No hubo otro remedio. Se levantó Gabriel, y se tendió un silencio devoto -porque el flamante doctor era, además, con su talento pasmoso, poeta, cronista, autor dramático, pintor... cuanto le diese la gana... ¡Qué hombre! Pero no recordaba más: quería al mismo tiempo, siempre oportuno, contraponer la nota de la brevedad y la ligereza a aquella lata del poeta trasnochado, y únicamente recitó, con voz sonora, que era por sí sola una delicia, una cancioncilla, compuesta en Cádiz para un proyectado sainete:
- Yo tenía en mi ventana
- tiestos con flores;
- hizo frío una mañana,
- y se helaron.
- En el corazoncito mío
- tenía amores;
- y en una noche de estío
- se abrasaron.
- Ni frío ni calor
- quieren las flores,
- quiere el amor.
¡Viva Gabrielito! ¡Olé por el Gran simpático!
La ovación fue ahora un escándalo. Se le dió champaña. Tres damas que se le acercaron, con flores, de distintos puntos del salón, dejaron abandonados a sus respectivos caballeros; y de éstos, uno que lo entendía protestábale a un grupo, por lo bajo, de que «aquello fuesen seguidillas ni versos bien medidos»...
Concha, por su parte, molesta con tantas preferencias femeniles a Gabriel, deseó libertarle (¡oh cómo comprendía la dificultad de enamorarle!) de tales estrechuras y de su prisión entre audaces... entre coquetas..., porque se le habían vuelto a rodear Sol Villarreal y Carolina Ostrogón, nada menos! ¡Ah, la tal viuda suelta y buena moza... aun teniendo en la fiesta a su don Luis... si bien éste allá por la otra sala, para el buen ver de su señora! Se dirigió, pues, Concha a la hermana mayor de Gabrielito, y le propuso volverse todos arriba, a continuar el baile.
Dieron la voz sobre el desastre de la mesa, en que mal quedaban cuatro dulces:
-¡Rigodones! ¡Hala, las parejas!
Sirviendo de guías, y seguidas por las otras hermanas de Gabriel, salieron, subieron la escalera en avalancha.
Solamente Gabriel permaneció en la mesa con la arrogante Carola, con la viuda...
Quedaba una copa de champaña y bebían de ella, los dos, pequeños sorbos. Carolina hablábale a Gabriel con cierta confianza maternal, porque le trataba desde niño:
-Tú, Gabrielito... harás una solemne tontería marchándote del pueblo. ¿Dónde estarías, hombre, mejor?... Ve por mi casa, mañana... y todos los días, cuando quieras tú..., que no has vuelto... y... ¡que no porque una viva sola es un lobo!... Digo... a menos que te lo parezca... yo... de puro fea y de puro vieja...
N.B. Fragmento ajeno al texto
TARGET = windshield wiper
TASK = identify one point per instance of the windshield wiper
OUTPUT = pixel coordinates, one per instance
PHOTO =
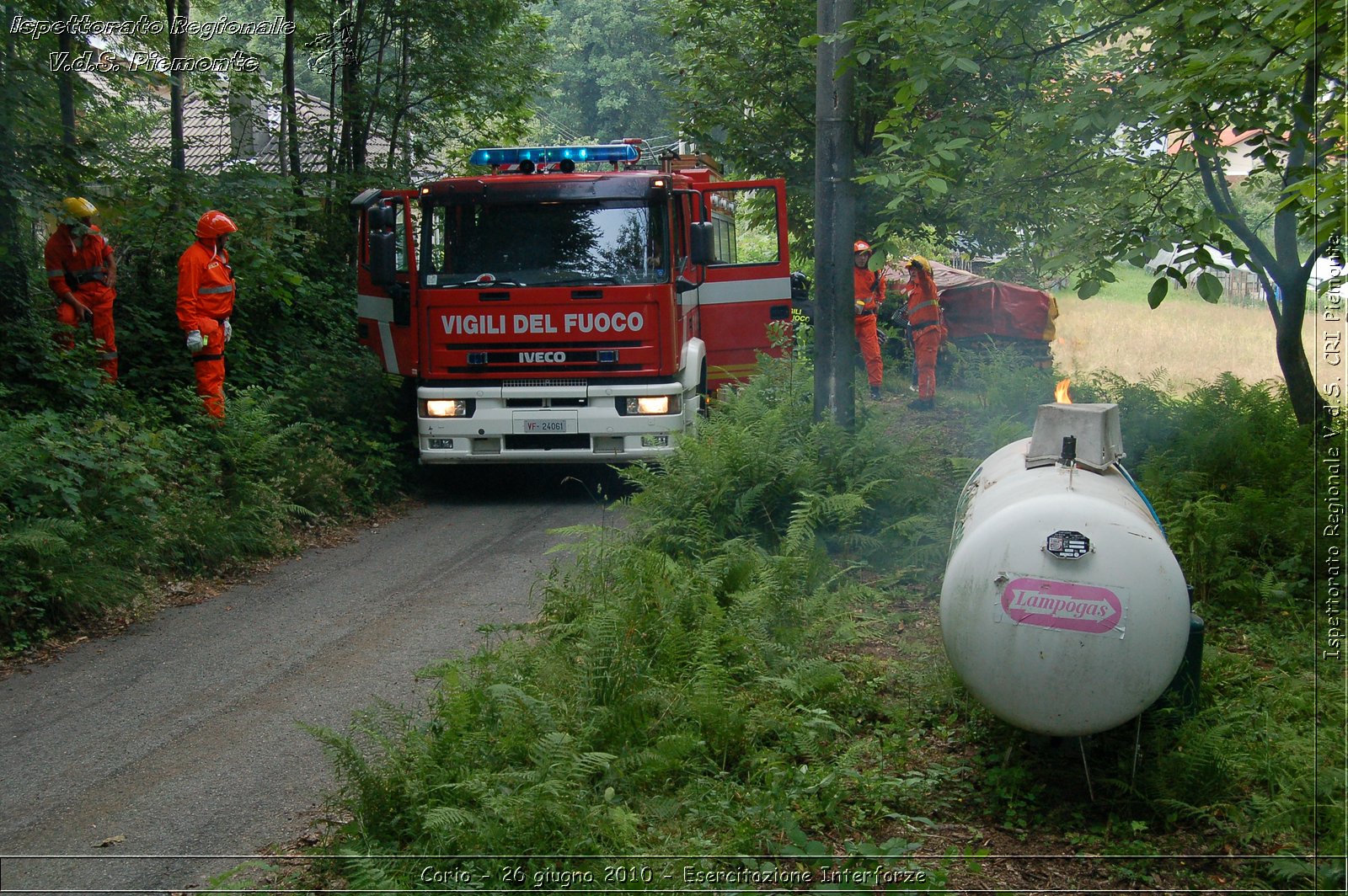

-¡Oh, usted... Carolina! -replicaba con su aplomo imperturbable, con su plena conciencia de dominio Gabrielito-: ¡qué poco miedo me dieran los lobos si fuesen como usted!... Al contrario, temibles por...
¿Por... qué?
¡Por... otras cosas! ¿Quiere usted que se las diga?
Ella sonrió y se levantó:
-No, mañana. Yo voy arriba. Mira tú qué sandeces... Vivo sola, y solos estaremos en mi casa; ¡pero aquí, menos solos... nos criticaría la gente!
Salió, y quedóse Gabriel pensativo. No tendría Carola los treinta años que ella pregonaba, sino treinta y seis o treinta y ocho...; mas era una real moza. Y nada fácil, aunque alegre... ¿Habría roto con don Luis?... No. Pero esta noche se le disputaban todas como nunca...
Una voz sonó a su espalda:
-¡Hola! ¿Qué haces?
Era Conchita.
-Nada, mujer. Pensando... que es casi seguro que no me iré de entre vosotros. ¿Te complace?
Concha se estremeció de alegría:
-Oh, Gabriel... ¿De verdad? Dímelo, anda... ¡júralo!, ¡júralo!
-¡Casi que te lo juro, mujer!
Y Dios sepa qué nueva expansión de ingenuas caricias cortó, sobre el contento loco de ella, la llegada de un nuevo personaje.
Concha, turbada, a vuelta de algunas frases, partió. El que había llegado, torvo y silencioso, desde un rincón de la cocina, donde estuvo largo tiempo aislado de la gente, era un desdeñado pretendiente de Concha: Carballo. Traía el sombrero. Tenía sueño. Se despedía. Y se marchó -luego de aceptarle a Gabriel un reproche de huraño y un dulce.